The hydrolysis as a function of pH of the test material was investigated in accordance with the standardised guidelines OECD 111, EU Method C.7 and EPA OPPTS 835.2120 under GLP conditions. The study was awarded a reliability score of 1 in accordance with the principles for assessing data quality set forth by Klimisch et al. (1997).

The rate of hydrolysis of the test material as a function of pH was investigated at buffer solutions at pH values normally found in the environment (pH 4, 7 and 9).

The buffer solutions were filter-sterilised and transferred into a sterile vessel. To exclude oxygen, nitrogen gas was purged through the solution for 5 minutes. The test material was spiked to the solutions at a target concentration of 2.90 mg/L using a spiking solution in methanol. For each sampling time (5 and 12 days), duplicate sterile PET vessels under vacuum were filled with 6 mL test solution and placed in the dark in a temperature controlled environment at 50.1 ± 0.2 °C.

After 5 days, a relative concentration decrease of 99, 33 and 4.7 % was observed at pH 4, pH 7, and pH 9, respectively. No hydrolysis was expected based on the molecular structure of the test material, therefore, to test whether this concentration decrease is caused by adsorption of test material on the wall of the test tube, additional samples were taken at t = 12 days. From duplicate vessels, one subsample was diluted and the remaining volume was transferred into a glass vial and the vessels walls were flushed with an equal amount methanol.

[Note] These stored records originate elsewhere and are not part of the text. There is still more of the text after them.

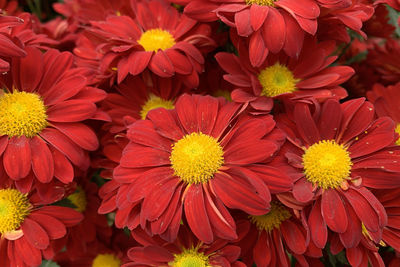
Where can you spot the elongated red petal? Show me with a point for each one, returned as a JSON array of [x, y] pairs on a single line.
[[42, 160], [35, 234], [196, 213], [333, 211], [17, 158]]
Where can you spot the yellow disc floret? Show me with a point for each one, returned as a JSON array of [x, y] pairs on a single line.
[[14, 207], [398, 131], [22, 114], [196, 157], [261, 2], [190, 258], [155, 102], [327, 164], [78, 198], [277, 80], [273, 219], [155, 39], [106, 260]]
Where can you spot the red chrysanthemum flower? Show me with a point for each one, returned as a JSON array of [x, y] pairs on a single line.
[[28, 228], [108, 253], [386, 102], [42, 106], [9, 46], [364, 254], [269, 236], [180, 160], [187, 250], [383, 59], [275, 25], [93, 226], [309, 75], [136, 96], [158, 39], [337, 152]]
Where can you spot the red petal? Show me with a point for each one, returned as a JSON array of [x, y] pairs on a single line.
[[220, 218], [67, 216], [23, 250], [238, 195], [137, 156], [378, 136], [258, 14], [353, 234], [363, 209], [158, 200], [249, 152], [302, 190], [63, 169], [181, 63], [53, 227], [274, 31], [42, 160], [207, 111], [333, 211], [165, 124], [306, 124], [196, 213], [329, 121], [319, 232], [257, 49], [186, 109], [242, 22], [161, 65], [82, 135], [65, 145], [138, 61], [17, 157], [294, 238], [71, 111], [35, 234]]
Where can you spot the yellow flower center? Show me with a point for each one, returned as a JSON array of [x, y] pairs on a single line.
[[261, 2], [196, 158], [14, 207], [155, 102], [155, 39], [22, 113], [78, 198], [106, 260], [277, 80], [224, 93], [398, 131], [190, 258], [367, 235], [327, 164], [273, 219]]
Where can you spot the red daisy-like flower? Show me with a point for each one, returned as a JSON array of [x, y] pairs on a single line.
[[338, 152], [28, 228], [92, 228], [9, 46], [181, 160], [158, 38], [273, 25], [385, 100], [42, 106], [364, 254], [270, 235], [383, 60], [187, 250], [309, 75]]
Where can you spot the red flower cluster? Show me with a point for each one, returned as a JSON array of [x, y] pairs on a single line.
[[200, 133]]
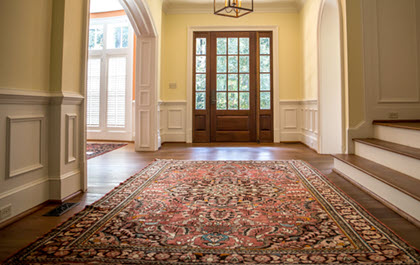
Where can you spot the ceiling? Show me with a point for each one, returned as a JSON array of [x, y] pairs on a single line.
[[206, 6]]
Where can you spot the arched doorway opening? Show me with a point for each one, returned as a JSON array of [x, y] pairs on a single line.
[[146, 74], [330, 89]]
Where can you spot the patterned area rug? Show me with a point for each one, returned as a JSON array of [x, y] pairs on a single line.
[[97, 149], [202, 212]]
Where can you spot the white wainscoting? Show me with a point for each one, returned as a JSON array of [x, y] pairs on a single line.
[[40, 147], [173, 121], [299, 122]]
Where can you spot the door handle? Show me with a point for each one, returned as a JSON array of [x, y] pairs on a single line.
[[213, 97]]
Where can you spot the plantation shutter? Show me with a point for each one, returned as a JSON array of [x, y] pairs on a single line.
[[116, 98], [93, 92]]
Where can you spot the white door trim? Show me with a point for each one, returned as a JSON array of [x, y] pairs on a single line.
[[276, 91], [326, 134]]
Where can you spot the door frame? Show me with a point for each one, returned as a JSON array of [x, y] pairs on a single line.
[[190, 56]]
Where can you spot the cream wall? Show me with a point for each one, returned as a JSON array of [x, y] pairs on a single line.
[[155, 7], [309, 22], [174, 49], [73, 45], [355, 63], [25, 27]]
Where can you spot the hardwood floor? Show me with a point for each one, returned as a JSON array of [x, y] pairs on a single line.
[[107, 171]]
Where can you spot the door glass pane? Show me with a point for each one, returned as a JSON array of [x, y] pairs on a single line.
[[200, 82], [200, 100], [265, 64], [244, 82], [93, 91], [244, 64], [244, 45], [221, 100], [233, 46], [221, 82], [221, 45], [233, 82], [244, 101], [265, 102], [233, 100], [233, 64], [116, 102], [200, 66], [264, 45], [221, 64], [265, 82], [201, 44]]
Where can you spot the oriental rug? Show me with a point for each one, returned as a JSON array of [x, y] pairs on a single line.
[[97, 149], [221, 212]]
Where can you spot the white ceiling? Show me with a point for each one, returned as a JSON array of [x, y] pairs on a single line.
[[97, 6], [206, 6]]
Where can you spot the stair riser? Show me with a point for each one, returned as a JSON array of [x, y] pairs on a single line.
[[397, 135], [405, 205], [401, 163]]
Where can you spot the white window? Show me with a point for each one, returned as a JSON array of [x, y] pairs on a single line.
[[109, 88]]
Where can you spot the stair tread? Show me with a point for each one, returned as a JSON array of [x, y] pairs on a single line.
[[393, 147], [398, 180], [403, 124]]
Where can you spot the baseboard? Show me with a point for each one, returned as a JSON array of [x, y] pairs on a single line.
[[173, 137], [380, 199], [108, 141], [23, 214]]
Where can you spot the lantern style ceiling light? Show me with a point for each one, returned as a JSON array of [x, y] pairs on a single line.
[[233, 8]]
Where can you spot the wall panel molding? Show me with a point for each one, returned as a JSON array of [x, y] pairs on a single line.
[[24, 144], [173, 121], [299, 122]]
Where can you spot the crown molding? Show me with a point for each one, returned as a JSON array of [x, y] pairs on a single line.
[[37, 97], [286, 6]]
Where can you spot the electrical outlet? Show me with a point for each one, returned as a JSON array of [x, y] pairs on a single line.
[[393, 115], [6, 212]]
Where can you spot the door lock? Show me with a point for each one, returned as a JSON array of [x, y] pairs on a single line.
[[213, 97]]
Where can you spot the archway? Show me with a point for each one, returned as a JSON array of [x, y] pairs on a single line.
[[330, 89], [146, 74]]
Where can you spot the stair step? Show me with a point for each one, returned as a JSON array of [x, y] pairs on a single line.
[[400, 181], [403, 124], [392, 147]]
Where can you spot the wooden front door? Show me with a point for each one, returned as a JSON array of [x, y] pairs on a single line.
[[233, 97]]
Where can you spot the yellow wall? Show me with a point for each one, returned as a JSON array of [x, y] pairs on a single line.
[[309, 22], [174, 49], [155, 7], [355, 63], [73, 45], [25, 27]]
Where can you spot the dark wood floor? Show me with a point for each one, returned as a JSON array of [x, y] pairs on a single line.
[[107, 171]]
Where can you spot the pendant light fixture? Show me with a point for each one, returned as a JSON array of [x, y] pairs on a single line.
[[233, 8]]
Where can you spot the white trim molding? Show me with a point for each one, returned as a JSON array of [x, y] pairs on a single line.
[[146, 76], [275, 31], [299, 122], [173, 120], [71, 137], [21, 146], [186, 7]]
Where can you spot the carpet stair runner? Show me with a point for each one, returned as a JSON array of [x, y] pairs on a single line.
[[388, 166]]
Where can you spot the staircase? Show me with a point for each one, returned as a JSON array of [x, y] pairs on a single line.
[[387, 166]]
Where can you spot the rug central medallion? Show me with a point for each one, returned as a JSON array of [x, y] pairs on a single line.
[[223, 212]]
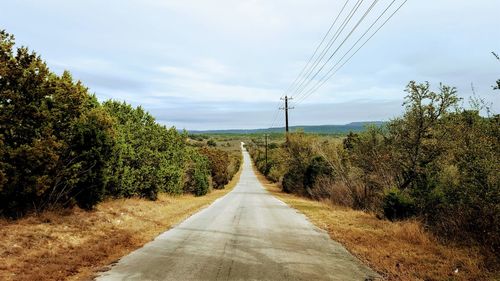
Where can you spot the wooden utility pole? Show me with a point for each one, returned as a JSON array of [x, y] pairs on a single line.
[[266, 135]]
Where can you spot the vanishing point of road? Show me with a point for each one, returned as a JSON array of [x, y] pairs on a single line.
[[246, 235]]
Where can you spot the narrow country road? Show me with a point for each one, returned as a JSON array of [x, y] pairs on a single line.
[[246, 235]]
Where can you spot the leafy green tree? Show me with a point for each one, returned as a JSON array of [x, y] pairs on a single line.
[[42, 164]]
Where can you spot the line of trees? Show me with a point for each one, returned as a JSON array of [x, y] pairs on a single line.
[[60, 147], [438, 162]]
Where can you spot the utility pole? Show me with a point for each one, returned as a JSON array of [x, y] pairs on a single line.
[[266, 135], [286, 108]]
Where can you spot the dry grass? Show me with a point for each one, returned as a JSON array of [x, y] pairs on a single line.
[[398, 251], [74, 245]]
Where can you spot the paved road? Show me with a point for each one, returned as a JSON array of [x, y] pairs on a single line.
[[246, 235]]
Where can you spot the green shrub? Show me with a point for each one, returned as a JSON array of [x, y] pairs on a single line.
[[197, 174], [218, 161], [211, 143], [397, 205]]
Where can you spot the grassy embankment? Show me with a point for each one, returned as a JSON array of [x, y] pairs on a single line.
[[75, 244], [397, 250]]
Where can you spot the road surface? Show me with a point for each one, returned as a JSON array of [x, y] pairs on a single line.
[[246, 235]]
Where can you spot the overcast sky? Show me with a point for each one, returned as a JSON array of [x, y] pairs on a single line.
[[220, 64]]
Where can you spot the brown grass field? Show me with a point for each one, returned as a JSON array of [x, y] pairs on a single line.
[[397, 250], [76, 244]]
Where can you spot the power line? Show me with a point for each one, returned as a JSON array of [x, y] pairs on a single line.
[[301, 91], [330, 74], [332, 41], [306, 66]]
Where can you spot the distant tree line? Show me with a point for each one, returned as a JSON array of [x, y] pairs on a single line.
[[60, 147], [438, 162]]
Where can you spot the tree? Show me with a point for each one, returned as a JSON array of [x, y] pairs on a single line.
[[497, 86]]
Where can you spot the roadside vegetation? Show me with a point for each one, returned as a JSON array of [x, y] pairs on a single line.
[[74, 244], [84, 182], [60, 147], [402, 250], [437, 165]]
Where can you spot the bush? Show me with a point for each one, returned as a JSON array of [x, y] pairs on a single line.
[[211, 143], [397, 205], [59, 146], [218, 161], [197, 174]]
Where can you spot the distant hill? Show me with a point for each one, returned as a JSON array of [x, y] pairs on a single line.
[[319, 129]]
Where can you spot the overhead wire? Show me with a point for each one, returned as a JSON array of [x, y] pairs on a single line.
[[333, 70], [325, 51], [318, 71]]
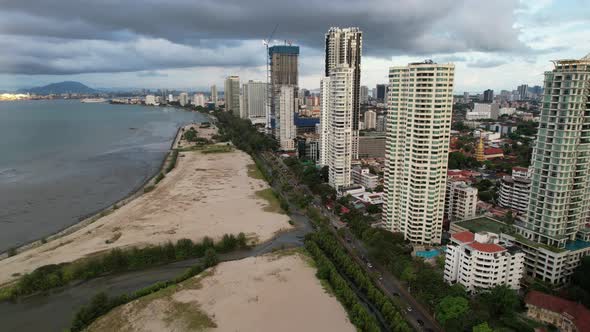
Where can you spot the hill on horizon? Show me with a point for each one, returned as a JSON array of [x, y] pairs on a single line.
[[59, 88]]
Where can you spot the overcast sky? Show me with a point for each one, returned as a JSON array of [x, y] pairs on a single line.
[[191, 44]]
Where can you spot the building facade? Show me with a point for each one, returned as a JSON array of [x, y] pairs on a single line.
[[336, 124], [287, 107], [232, 94], [344, 48], [363, 177], [460, 201], [284, 70], [419, 122], [370, 120], [515, 190], [559, 201], [479, 261]]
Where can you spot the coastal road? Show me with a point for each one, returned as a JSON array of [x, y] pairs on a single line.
[[413, 311]]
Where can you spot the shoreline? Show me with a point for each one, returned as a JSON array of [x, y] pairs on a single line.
[[95, 216]]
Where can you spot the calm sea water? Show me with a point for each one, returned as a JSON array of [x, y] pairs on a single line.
[[62, 160]]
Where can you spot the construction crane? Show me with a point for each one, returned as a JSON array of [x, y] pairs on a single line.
[[266, 43]]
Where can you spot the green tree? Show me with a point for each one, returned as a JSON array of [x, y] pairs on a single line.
[[501, 301], [451, 307], [483, 327]]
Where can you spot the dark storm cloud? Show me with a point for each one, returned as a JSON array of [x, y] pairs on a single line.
[[76, 36]]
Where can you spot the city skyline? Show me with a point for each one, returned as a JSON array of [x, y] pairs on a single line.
[[515, 48]]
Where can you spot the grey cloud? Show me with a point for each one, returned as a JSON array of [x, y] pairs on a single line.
[[487, 63], [105, 36]]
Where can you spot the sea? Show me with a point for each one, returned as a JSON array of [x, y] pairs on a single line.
[[63, 160]]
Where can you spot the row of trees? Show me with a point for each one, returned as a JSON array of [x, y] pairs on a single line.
[[358, 314], [344, 263], [242, 134], [117, 260], [101, 303]]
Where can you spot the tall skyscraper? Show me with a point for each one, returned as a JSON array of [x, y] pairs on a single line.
[[244, 113], [214, 94], [364, 94], [559, 201], [231, 94], [256, 101], [344, 47], [416, 155], [336, 128], [287, 106], [284, 62], [488, 96], [381, 89], [522, 91], [370, 120]]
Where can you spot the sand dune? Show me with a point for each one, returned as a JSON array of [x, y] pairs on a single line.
[[268, 293]]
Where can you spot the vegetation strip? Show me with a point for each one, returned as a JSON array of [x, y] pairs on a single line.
[[101, 304], [334, 251], [52, 276]]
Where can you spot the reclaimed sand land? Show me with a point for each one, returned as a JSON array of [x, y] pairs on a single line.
[[205, 195], [269, 293]]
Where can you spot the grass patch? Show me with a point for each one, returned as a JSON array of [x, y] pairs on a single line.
[[274, 205], [190, 314], [254, 172], [114, 238]]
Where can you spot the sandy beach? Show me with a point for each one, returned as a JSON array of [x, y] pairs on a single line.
[[275, 292], [205, 195]]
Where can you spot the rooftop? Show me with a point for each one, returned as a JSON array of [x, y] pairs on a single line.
[[483, 224]]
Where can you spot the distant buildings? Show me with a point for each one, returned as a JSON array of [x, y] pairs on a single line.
[[515, 190], [488, 96], [339, 124], [231, 94], [183, 99], [370, 120], [150, 100], [460, 200], [199, 99], [417, 149], [483, 111], [479, 261]]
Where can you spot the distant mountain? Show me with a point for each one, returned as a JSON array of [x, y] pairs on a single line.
[[59, 88]]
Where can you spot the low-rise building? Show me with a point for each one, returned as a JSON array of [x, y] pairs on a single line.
[[483, 111], [547, 263], [565, 315], [515, 190], [364, 177], [460, 200], [372, 145], [481, 261]]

This experiment indicates that the test material adsorbs to the container wall since the test material concentration analysed after flushing with methanol is higher than the concentration analysed in the subsample. This, along with the low test material concentrations used as a result of the low water solubility of the test material, results in the definitive test for hydrolysis not being technically possible.

Under the conditions of this study, hydrolysis as a function of pH cannot be determined.

In accordance with section 2 of Annex XI of Regulation (EC) No 1907/2006, it is considered justified to omit the full hydrolysis as a function of pH study (required in section 9.2.2.1 of Annex VIII) on the grounds that testing is not technically feasible.

An attempt was made to determine the hydrolysis as a function of pH in a screening study; however, no value could be determined. The test material concentrations employed during the hydrolysis test were very low, since the guideline requires that initial solution concentrations are less than half the water solubility (water solubility 0.00589 g/L) and that the test material is analytically measureable at 10 % of the initial test concentration (i.e. the LOQ is 0.01 mg/L).

A large test material decrease was observed during the preliminary test. Experiments have indicated that adsorbance to container walls causes significant test material loss at these low concentration levels. Together, these factors result in the definitive test for hydrolysis not being technically possible.